Les sociétés faisant valoir qu’elles étaient liées (activité dans le même secteur, même gérante), la cour rappelle l’arrêt de la Cour de cassation du 6 septembre 2005 (Cass., 6 septembre 2005, n° P.05.0678.N), qui a jugé que la personne physique qui exerce au sein d’une société l’autorité d’employeur sur les travailleurs avec lesquels cette société est liée par un contrat de travail ne peut exercer l’autorité d’employeur dans d’autres sociétés qui ne sont pas liées à ces travailleurs en vertu d’un contrat de travail et qui sont des tiers à l’égard de la première société. Le fait qu’une seule personne physique soit l’administrateur délégué de toutes les sociétés ne change rien à cette règle.

Il en découle que l’intéressée a été engagée par une des sociétés pour être mise à la disposition de l’autre. Le contrat conclu avec la première est dès lors nul par application de l’article 31, § 2, de la loi du 24 juillet 1987 sur le travail temporaire, le travail intérimaire et la mise à disposition d’utilisateurs. Ensuite, l’intéressée et l’utilisateur doivent être considérés comme ayant été dans les liens d’un contrat de travail à durée indéterminée, et ce par application du § 3, alinéa 1er, du même article. Il s’agit d’un contrat verbal et celui-ci ne peut être conclu qu’à temps plein. Le tribunal en déduit encore que, l’intéressée ayant été rémunérée à temps partiel, elle a droit à des arriérés de rémunération, ceux-ci devant correspondre à la différence entre les montants perçus et la rémunération pour un temps plein. Il est dès lors fait droit au premier chef de demande.

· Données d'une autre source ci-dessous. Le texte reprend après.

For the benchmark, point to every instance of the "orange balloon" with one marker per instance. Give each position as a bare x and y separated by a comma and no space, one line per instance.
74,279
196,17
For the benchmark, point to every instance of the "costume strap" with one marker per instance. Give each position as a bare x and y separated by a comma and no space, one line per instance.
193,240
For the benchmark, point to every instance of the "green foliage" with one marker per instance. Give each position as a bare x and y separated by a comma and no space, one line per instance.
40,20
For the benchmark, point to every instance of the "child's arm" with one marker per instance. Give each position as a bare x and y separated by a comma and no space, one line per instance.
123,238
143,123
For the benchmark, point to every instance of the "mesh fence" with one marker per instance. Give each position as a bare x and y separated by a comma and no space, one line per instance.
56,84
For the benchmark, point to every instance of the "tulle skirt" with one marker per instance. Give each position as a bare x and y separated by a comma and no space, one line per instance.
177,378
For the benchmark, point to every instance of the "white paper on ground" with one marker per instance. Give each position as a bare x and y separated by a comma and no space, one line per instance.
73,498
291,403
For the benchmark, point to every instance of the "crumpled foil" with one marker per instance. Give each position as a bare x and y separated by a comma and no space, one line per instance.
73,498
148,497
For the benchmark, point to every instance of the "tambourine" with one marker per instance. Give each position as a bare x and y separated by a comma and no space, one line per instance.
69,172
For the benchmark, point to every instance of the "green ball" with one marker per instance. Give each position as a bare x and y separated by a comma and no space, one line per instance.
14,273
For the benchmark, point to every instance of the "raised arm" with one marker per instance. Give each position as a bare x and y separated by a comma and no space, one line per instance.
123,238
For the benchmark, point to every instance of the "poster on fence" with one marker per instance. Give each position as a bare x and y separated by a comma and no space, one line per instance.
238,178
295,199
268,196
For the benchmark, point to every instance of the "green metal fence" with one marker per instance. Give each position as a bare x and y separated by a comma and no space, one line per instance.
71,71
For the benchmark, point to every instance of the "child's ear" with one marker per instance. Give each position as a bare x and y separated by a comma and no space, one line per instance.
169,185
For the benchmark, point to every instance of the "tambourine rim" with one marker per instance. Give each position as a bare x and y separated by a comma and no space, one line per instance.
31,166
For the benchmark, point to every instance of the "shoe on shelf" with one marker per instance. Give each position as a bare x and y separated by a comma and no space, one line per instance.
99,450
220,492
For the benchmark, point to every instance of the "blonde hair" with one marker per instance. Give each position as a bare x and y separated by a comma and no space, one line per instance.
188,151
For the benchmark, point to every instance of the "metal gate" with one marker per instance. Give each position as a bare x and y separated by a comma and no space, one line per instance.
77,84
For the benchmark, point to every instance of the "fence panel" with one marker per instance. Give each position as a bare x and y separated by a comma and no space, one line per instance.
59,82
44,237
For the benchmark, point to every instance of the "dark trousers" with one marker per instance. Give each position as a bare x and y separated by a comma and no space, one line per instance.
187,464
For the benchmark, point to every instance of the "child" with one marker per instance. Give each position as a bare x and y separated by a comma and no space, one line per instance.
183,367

Quant aux heures supplémentaires, le fondement de la réglementation est rappelé, s’agissant de l’article 29 de la loi du 16 mars 1971 sur le travail. Le tribunal retient ici que les représentants de commerce (fonction de l’intéressée) ne sont pas couverts par cette partie de la loi (chapitre III, sections 2 et 4 à 7). En outre, les heures ne sont pas établies. L’intéressée est déboutée sur ce poste.

Enfin, sur son droit aux commissions, cette question est reprise et examinée dossier par dossier, une nouvelle réouverture des débats étant ordonnée aux fins d’établir un décompte.

Intérêt de la décision

Dans son arrêt du 6 septembre 2005 (et non 2015, comme figurant dans le jugement), la Cour de cassation avait eu à statuer sur le cas de plusieurs travailleurs mis à disposition de trois sociétés, qui les avaient utilisés et avaient exercé sur eux une autorité appartenant normalement à l’employeur. Le pourvoi faisait valoir que le demandeur en cassation était administrateur-délégué de toutes les sociétés précitées et qu’il y exerçait l’autorité d’employeur, de sorte qu’il n’était pas une tierce personne qui exerçait sur ces travailleurs une autorité relevant de leur employeur.

Dans sa décision, la Cour de cassation a rappelé que des personnes morales distinctes sont des tiers l’une à l’égard de l’autre et que l’autorité d’employeur ne peut être exercée que par la personne physique ou morale liée à un travailleur en vertu d’un contrat de travail. Si une personne physique exerce au sein d’une société l’autorité d’employeur sur les travailleurs avec lesquels la société est liée par un contrat de travail, elle ne peut exercer cette même autorité dans d’autres sociétés qui ne sont pas liées à ces mêmes travailleurs en vertu d’un contrat de travail et qui sont des tiers à l’égard de la première société. Le fait qu’une seule personne physique soit l’administrateur-délégué de toutes les sociétés (ce qui était le cas en l’espèce) n’y change rien.

Dans le présent jugement, la gérante était la même et le tribunal a, à juste titre, rappelé le constat à faire en droit : les sociétés ont une personnalité juridique propre et le personnel de l’une ne peut être mis à disposition de l’autre.